What are the indications for Surgery?
The diagnosis of GERD and its cause must be clearly established before considering surgical approach. Unfortunately the recommended lifestyle modifications are usually ignored and although most patients with GERD can be managed adequately with proton pump inhibitors, many eventually require escalating doses over time, relapse quickly when medicines are stopped or desire to be free of medications and their significant expense. There is also a small group of patients who experience intolerable side effects of proton pump inhibitors, such as headache or diarrhoea.It is this group of patients who benefit greatly from Anti reflux Surgery.In addition to Objective evidence of GERD the following are the indications for Surgery
How this surgery performed?
Antireflux surgery (commonly reffered to as Nissen’s Fundoplication) involves reinforcing the “valve” between the esophagus and the stomach by wrapping the upper portion of the stomach around the lowest portion of the esophagus-Much the way a bun wraps around a hot dog. About 4 cms of the intrathoracic esophagus is mobilized intraabdominally and a tension free wrap of 1.5-2 cms of the fundus of the stomach is created at the lower end of the esophagus. We routinely perform this surgery by laparoscopic approach in which 5 tiny cuts are made over the abdominal wall to accomplish this procedure.
How many days should I stay in the hospital?
Since this procedure is performed laparoscopically, there is less post operative pain, shorter hospital stay and faster return to work. Most of the patients get admitted the evening before or the morning of surgery and are discharged within a day or two following surgery.
What are the complications of this surgery?
As with any surgical procedure, there are risks associated with this surgery .
Surgery is safe in expert hands and in hospitals with a good infrastructure and equipment.
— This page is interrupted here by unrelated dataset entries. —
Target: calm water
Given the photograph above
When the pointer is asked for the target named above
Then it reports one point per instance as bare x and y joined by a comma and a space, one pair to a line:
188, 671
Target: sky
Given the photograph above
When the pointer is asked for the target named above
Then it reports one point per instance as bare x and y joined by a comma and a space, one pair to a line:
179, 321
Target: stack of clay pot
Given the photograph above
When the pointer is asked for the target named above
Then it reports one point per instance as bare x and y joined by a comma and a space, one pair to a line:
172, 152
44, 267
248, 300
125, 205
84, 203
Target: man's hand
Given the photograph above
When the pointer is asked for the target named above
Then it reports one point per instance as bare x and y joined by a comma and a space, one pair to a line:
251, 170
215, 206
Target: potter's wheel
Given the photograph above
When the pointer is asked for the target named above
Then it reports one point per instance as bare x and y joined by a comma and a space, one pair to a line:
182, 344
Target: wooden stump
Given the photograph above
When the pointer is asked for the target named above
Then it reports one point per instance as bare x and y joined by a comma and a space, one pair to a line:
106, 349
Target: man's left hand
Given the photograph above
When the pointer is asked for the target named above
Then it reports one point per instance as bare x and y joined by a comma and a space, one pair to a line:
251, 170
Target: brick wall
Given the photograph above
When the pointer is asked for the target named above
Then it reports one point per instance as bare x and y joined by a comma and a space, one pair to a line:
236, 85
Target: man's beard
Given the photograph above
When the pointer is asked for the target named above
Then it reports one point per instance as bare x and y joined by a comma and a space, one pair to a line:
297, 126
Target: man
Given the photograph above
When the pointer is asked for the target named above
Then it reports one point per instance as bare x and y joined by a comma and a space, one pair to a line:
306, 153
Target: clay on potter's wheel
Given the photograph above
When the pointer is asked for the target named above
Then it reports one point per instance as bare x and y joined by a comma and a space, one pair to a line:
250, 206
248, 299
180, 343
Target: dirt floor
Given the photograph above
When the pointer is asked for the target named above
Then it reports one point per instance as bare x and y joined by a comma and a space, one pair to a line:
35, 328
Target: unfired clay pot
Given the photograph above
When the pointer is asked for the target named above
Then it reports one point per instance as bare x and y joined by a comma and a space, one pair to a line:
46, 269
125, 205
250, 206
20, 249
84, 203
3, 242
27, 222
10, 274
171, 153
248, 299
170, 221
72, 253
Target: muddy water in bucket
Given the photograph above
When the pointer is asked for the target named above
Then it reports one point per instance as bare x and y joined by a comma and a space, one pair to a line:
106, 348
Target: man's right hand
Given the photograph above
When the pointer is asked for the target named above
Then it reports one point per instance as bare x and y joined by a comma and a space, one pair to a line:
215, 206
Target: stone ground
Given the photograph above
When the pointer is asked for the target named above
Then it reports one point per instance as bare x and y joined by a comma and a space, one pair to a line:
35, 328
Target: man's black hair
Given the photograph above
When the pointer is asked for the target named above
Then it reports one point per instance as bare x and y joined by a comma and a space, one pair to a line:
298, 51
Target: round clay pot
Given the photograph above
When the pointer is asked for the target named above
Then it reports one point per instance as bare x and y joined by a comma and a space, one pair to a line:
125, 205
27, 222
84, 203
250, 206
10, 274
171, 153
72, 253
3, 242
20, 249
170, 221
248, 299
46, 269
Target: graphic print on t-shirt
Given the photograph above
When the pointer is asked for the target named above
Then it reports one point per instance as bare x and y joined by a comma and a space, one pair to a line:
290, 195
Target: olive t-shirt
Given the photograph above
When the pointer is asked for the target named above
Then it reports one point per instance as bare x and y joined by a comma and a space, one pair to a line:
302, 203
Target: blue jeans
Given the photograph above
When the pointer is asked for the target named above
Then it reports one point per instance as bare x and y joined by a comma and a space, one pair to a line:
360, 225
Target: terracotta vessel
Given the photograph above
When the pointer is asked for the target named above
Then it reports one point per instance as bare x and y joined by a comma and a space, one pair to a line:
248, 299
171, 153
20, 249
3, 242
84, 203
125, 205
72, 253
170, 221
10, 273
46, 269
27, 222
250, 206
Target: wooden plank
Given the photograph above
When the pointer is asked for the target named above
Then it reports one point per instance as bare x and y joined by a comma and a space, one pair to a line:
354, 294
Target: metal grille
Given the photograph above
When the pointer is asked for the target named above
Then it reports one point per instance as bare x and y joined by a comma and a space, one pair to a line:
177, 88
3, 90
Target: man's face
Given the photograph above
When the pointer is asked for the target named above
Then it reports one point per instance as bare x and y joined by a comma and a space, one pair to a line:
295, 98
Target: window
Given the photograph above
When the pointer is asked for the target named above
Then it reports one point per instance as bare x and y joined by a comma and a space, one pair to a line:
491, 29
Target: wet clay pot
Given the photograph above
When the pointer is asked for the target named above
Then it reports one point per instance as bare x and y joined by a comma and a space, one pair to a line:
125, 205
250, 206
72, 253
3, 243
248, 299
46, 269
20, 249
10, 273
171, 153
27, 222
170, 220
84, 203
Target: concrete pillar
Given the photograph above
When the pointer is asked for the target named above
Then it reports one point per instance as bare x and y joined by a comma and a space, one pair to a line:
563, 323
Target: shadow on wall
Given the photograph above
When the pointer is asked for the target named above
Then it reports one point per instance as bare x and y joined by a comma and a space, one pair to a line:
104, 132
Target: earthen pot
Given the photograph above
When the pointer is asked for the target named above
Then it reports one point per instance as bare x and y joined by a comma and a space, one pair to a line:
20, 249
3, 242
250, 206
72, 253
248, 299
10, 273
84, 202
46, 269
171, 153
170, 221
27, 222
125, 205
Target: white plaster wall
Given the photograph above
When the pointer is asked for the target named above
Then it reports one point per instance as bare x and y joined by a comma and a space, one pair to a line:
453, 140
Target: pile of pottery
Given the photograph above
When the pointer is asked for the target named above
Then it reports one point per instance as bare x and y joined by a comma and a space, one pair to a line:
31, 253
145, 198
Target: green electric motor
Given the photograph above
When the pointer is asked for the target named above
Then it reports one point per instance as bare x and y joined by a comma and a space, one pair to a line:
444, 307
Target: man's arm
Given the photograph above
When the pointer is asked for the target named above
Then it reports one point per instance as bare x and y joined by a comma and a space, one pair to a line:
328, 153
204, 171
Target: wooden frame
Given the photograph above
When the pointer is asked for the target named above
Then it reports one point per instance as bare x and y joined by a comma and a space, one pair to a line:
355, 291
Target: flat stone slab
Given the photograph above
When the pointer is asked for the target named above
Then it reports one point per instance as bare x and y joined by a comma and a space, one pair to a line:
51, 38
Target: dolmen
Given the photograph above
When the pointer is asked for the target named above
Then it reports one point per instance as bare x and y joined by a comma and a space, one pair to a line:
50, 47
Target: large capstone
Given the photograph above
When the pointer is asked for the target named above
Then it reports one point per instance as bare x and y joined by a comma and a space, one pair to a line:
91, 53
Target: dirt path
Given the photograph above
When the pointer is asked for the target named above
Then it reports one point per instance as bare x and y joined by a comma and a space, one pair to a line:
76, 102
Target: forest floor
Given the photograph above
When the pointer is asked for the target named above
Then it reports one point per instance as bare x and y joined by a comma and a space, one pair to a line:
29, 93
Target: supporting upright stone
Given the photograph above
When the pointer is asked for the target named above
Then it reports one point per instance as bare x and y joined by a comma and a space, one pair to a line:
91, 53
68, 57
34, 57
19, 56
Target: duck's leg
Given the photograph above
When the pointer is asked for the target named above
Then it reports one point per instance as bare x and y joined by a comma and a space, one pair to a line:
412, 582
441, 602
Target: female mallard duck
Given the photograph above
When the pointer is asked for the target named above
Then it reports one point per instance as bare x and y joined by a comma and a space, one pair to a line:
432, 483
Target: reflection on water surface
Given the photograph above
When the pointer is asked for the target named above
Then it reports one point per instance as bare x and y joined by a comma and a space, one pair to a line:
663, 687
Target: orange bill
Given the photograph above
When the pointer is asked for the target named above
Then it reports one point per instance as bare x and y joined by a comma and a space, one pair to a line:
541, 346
Some patients develop temporary difficulty swallowing immediately after the operation. This usually resolves 2-4 weeks after the surgery. Some patients report stomach bloating. Though rare in experienced hands, some patients may require a procedure to stretch the esophagus (endoscopic dilatation) or a re-operation for a failed wrap .
What are the precautions to be followed after surgery?
We will work with you to create a personalized treatment plan which will be given to you during your discharge from the hospital.
Usually you should be on a liquid diet for a week following surgery in order to give time for the swelling or edema near the wrap site to resolve.
- Avoid carbonated beverages and smoking
- Chew your food slowly and thoroughly
- Have small portions of meals
- Do not sleep 2-3 hours after meals.
When should I consult my surgeon following surgery?
You will be advised to consult in the clinic 7 days following surgery. You are advised to report immediately in case of persistant fever, abdominal pain, vomiting or you are unable to eat or drink liquids.